Brussels sprouts grown from seed should be planted in late spring. Brussels sprouts seeds can be planted up until mid-June for a continuous harvest. Soil needs to be around 70° – 80°F for adequate germination to occur within 4 – 7 days. Plant seeds at a depth of  ¼ – ½ inch. There should be 15 – 18 inches between seedlings and 32 – 36 inches between rows.

Brussels sprouts seeds should be planted by April for May transplants. Transplant to the garden when the seedlings are 4 – 6 weeks old.

Use a light fertilizer, saturating the root ball before transplanting.

Plant roots lay very close to the surface and cultivation with tools should be avoided. Weeds and moisture content should be managed with thorough mulching.

To prevent spreading of root and soil disease, Brussels sprouts and other cole crops should not be planted in the same location without a 3 year break between cole family vegetables.

Varieties:

A late season variety is Diablo. It produces tall plants with a good yield of medium sized sprouts. The sprouts are sturdy and perform well under a variety of conditions.

Nautic is a long season variety perfect for late fall harvesting. Nautic tolerates cold weather and the sprouts are very flavorful. It is a relatively large plant and will produce high yields in cold weather.

Pests:

Remove Cabbage worms manually and destroy them. Using row covers made of netting or tightly woven cheesecloth will help protect the plants from Cabbage worm damage. Row covers need to be removed from the plant rows once summer temperatures are consistently above 78°F.

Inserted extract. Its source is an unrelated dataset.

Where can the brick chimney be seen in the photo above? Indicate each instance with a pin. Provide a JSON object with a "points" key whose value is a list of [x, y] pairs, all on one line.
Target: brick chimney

A direct and steady spray of water will displace aphids from the plants. This should be done before the sun is directly overhead so plants will not be scorched.

If Cabbage Root Maggots are present the plants will show wilting and may eventually die. Plants should be cleaned and transplanted.

Diatomaceous earth and row covers can be used to control flea beetles.

Protect plants from cutworms with the use of cardboard rings or collars.

Home Storage:

Keep Brussels sprouts in the refrigerator in a plastic bag or colander with a lid.